Befähigen und einbeziehen

Geht es um Lebens- und Alltagswirklichkeiten, aber auch im Rahmen von Nachhaltigkeitsherausforderungen bietet sich der Citizen-Science-Ansatz an. Hier werden insbesondere Themen aus Politik, Gesellschaft, Geschichte, Kultur sowie Bildung im Sinne von Wissenserwerb und Wissenschaftsbildung bearbeitet. Konkret kann es um Fragestellungen der Daseinsvorsorge sowie Infrastruktur gehen, um Mobilität, Demokratie, Demografie, Gesundheit, Integration, Nachhaltigkeit, Digitalisierung und Stadtgeschichte, Heimatforschung, Ahnenforschung und Archäologie. Damit ein Citizen-Science-Vorhaben gelingt, empfiehlt es sich, mindestens ein halbes Jahr Vorlauf einzuplanen. In dieser Zeit gilt es, geeignete Stakeholder aus Kommunen und der Zivilgesellschaft ins Boot zu holen. Auch müssen Beteiligte integriert und befähigt werden, die Forschungen durchzuführen. Eventuell bedarf es eines geeigneten Ortes, an dem der Austausch mit den Bürger*innen stattfinden kann. Zudem müssen Fördermittel für Koordinationsaufgaben akquiriert werden, wenn diese Tätigkeiten nicht innerhalb von Dauerstellen ausgeübt werden können.

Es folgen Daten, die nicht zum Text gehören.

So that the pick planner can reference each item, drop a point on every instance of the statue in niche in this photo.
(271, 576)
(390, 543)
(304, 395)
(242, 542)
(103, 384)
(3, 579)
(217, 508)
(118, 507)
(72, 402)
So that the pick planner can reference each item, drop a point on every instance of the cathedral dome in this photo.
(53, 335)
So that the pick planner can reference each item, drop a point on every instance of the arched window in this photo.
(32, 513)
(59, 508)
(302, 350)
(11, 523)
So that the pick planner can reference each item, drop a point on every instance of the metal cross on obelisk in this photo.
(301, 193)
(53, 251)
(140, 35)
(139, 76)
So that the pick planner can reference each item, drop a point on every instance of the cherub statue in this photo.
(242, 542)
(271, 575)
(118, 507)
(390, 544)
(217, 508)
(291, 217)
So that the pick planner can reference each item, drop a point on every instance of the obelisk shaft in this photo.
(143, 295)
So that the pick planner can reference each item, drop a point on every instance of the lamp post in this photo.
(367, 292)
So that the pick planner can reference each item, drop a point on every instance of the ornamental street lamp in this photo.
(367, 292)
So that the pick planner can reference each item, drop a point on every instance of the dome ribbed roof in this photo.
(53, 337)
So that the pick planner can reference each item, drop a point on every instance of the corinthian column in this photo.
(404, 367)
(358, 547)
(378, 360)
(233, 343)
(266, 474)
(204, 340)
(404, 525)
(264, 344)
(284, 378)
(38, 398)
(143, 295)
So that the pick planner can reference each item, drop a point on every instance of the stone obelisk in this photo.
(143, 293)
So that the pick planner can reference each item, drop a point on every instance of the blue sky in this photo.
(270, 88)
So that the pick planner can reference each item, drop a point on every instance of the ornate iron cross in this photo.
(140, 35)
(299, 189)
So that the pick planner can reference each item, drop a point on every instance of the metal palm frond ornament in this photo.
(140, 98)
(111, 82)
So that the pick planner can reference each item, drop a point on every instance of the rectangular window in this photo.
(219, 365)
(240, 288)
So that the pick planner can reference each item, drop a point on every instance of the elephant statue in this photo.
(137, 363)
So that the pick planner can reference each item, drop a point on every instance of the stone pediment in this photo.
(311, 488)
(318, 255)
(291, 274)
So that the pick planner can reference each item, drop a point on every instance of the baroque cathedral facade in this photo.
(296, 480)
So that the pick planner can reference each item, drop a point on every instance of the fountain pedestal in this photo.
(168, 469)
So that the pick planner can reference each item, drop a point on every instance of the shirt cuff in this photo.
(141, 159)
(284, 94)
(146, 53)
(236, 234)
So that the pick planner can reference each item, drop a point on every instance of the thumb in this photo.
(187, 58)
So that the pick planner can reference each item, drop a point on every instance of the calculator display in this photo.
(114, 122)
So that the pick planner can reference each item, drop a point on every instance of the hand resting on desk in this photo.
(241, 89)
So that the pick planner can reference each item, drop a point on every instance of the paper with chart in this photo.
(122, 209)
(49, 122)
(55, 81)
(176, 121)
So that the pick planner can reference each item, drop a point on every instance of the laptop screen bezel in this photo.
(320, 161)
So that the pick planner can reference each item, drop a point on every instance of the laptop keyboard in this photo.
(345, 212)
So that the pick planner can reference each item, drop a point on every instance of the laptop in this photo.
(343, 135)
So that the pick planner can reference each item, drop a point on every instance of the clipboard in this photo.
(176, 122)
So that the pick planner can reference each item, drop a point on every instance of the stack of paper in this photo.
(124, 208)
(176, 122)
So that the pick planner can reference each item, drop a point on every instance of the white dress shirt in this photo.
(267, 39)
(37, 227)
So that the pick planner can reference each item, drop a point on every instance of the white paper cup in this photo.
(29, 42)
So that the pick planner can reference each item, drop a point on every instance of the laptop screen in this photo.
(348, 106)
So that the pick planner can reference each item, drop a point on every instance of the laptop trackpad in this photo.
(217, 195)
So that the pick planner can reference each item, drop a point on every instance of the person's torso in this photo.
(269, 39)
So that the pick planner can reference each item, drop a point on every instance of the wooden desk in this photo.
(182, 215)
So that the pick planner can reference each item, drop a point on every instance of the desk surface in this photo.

Die größte Herausforderung in Citizen-Science-Projekten ist es laut Justus Henke, motivierte und geeignete Mitforschende zu finden. Weil die Einbindung von Nicht-Wissenschaftler*innen in die Forschungsprozesse immer auch Zeit kostet, sind die laienhaften Mitforschenden häufig älter und sie haben in der Regel auch einen höheren Bildungsstand. Menschen zu erreichen, die das Bildungssystem früh verlassen haben beziehungsweise mussten oder vielleicht niemals Teil davon waren, stelle laut Justus Henke eine komplexe Aufgabe dar. Auch vulnerable beziehungsweise marginalisierte Gruppen zu erreichen, kann sich für die Forscher*innen schwierig gestalten – vor allem, wenn keines der Teammitglieder Teil dieser Gruppen ist. Allerdings, so Justus Henke, sei dieser Schritt wichtig, damit in den Forschungsergebnissen diverse Perspektiven sichtbar werden können.

Selbst aktiv werden

Grundsätzlich kann jede*r ein Citizen-Science-Projekt ins Leben rufen. In der Praxis kann ein solches Projekt von Forschungs- und Wissenschaftseinrichtungen gestartet werden, aber auch Kommunen, Behörden, Vereine und sogar Einzelpersonen können partizipative Projekte initiieren. Unterstützer in der Umsetzung von Projekten kann das Bundesministerium für Bildung und Forschung (BMBF) sein, das unterschiedliche Fördermaßnahmen anbietet. Förderungen gibt es auch auf Landes- und kommunaler Ebene sowie durch Stiftungen oder Hochschulen. Einen Überblick über gegenwärtige Citizen-Science-Projekte oder Austausch sei bietet die Plattform „Bürger schaffen Wissen“. Hier können Initiator*innen von Citizen-Science-Projekten ihre Vorhaben darstellen, Erfahrungen austauschen und sich vernetzen.